Main issues include ODA alignment, harmonization, accountability
The global economy has changed enormously since September 2008, when high-ranking officials from both donor and recipient countries gathered in Accra, Ghana to discuss improving the effectiveness of aid and development cooperation.
Recent global crises including food shortages, inflation, the global financial crunch and economic downturns have aggravated the global efforts for development in less-developed countries.
The Fourth High-Level Forum on Aid Effectiveness, taking place in Busan from Tuesday to Thursday, should address unfinished tasks such as how to ensure better alignment of overseas development aid to national priorities and consistent policies in developing countries, according to the position paper on partner countries’ vision and priority issues for the forum.
“We must further address issues of alignment, harmonization, managing for results, mutual accountability, capacity development, aid predictability and transparency, and aid fragmentation,” said the paper, which was finalized by members of the Drafting Team, including officials from Egypt, Ghana, Honduras, Columbia, East Timor, Vietnam, Mali and Pacific Islands Forum Countries.
Managing for development results refers to taking the 2005 Paris Declaration principles into a series of actions.
The five principles of the Paris Declaration are to encourage developing countries to set their own strategies for poverty reduction; to make donor countries align behind those strategies and use local systems; to make donors share information and simplify procedures to avoid duplication; to shift focus to development results and measurements; and to make donors and partners accountable for development results.
In 2008, the Accra Agenda for Action set the agenda for accelerated advancement towards the Paris targets.
Another key issue for the Busan forum will be taking a “common but differentiated approach” rather than a one-size-fits-all approach to countries with different levels of poverty ― fragile states, middle income countries and lower income countries ―, the paper noted.
While the rich nations have been suffering from mounting debt and negative growth, newly industrialized economies such as China, Brazil, India, Russia and South Africa have emerged as new global powers for international development aid.
The Busan forum is the first of its kind in which non-DAC donors and private-sector participants will participate together.
“The recent decline in ODA as a result of the global recession and developing partners’ exit from some countries is forcing some of our countries to seek more bilateral and multilateral debt, to bridge the gap in development financing,” the paper said.
In bridging a dialogue between long-time donors and new contributors, Korea is expected to play an important role, as a country that has gone from an aid recipient to a donor, observers said.
Korea’s position with regard to development is clearly demonstrated in the Seoul Development Consensus, which was endorsed during the 2010 G20 Seoul Summit.
The Seoul Consensus focuses on economic growth and government intervention to achieve the U.N.’s Millennium Development Goals, such as eradicating extreme poverty.

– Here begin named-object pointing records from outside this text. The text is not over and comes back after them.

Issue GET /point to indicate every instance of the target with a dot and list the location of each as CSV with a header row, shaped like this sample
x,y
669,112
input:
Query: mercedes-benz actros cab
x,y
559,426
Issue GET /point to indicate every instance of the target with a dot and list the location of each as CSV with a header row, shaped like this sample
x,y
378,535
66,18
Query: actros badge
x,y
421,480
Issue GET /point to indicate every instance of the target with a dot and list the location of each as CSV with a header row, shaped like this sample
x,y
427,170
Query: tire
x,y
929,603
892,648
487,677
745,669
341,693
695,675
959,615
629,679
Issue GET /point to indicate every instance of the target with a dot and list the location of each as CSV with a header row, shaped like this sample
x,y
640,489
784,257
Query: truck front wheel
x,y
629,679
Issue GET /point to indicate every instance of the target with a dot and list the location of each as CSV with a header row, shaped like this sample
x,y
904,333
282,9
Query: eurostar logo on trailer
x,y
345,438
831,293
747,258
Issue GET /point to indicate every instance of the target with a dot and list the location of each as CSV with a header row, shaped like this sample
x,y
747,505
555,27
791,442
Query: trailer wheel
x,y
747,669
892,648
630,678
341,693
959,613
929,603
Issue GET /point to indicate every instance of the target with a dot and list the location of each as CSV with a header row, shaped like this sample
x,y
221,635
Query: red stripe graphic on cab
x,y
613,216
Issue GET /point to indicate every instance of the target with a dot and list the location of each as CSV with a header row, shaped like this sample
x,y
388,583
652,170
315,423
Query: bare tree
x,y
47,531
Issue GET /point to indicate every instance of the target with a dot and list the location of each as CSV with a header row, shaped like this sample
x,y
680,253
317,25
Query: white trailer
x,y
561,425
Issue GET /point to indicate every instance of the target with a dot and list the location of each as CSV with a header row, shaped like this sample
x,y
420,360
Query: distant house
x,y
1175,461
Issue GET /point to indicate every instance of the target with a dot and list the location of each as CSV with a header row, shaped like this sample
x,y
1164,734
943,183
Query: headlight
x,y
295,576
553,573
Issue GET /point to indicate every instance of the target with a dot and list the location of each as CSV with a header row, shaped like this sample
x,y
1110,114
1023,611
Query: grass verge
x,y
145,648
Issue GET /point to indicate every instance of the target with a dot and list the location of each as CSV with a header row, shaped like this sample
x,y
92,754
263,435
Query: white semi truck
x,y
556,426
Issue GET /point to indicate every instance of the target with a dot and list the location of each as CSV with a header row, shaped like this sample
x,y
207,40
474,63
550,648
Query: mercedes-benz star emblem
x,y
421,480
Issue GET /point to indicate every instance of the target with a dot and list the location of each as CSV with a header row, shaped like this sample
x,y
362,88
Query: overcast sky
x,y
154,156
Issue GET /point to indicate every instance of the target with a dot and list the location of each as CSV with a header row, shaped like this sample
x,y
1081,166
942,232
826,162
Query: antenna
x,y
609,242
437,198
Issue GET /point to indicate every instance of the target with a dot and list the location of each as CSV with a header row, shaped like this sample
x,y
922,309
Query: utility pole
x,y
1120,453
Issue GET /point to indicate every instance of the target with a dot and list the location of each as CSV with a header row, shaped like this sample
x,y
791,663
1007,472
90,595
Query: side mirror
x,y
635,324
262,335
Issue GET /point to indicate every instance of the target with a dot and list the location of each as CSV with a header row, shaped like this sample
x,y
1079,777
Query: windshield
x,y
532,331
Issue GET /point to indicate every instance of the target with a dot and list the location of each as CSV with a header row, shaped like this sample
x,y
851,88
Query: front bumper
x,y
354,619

The main outcomes of the Busan forum will be published in a document on Thursday. The Working Party on Aid Effectiveness ― a group of sherpas ― will finalize the document after considering any final comments from all delegations.
The delegations of the working party include Bangladesh, BetterAid, China, the European Commission, France, Honduras, Japan, South Korea, Mali, Mexico, Rwanda, South Africa, East Timor, the U.K., UNDP, the U.S. and the World Bank.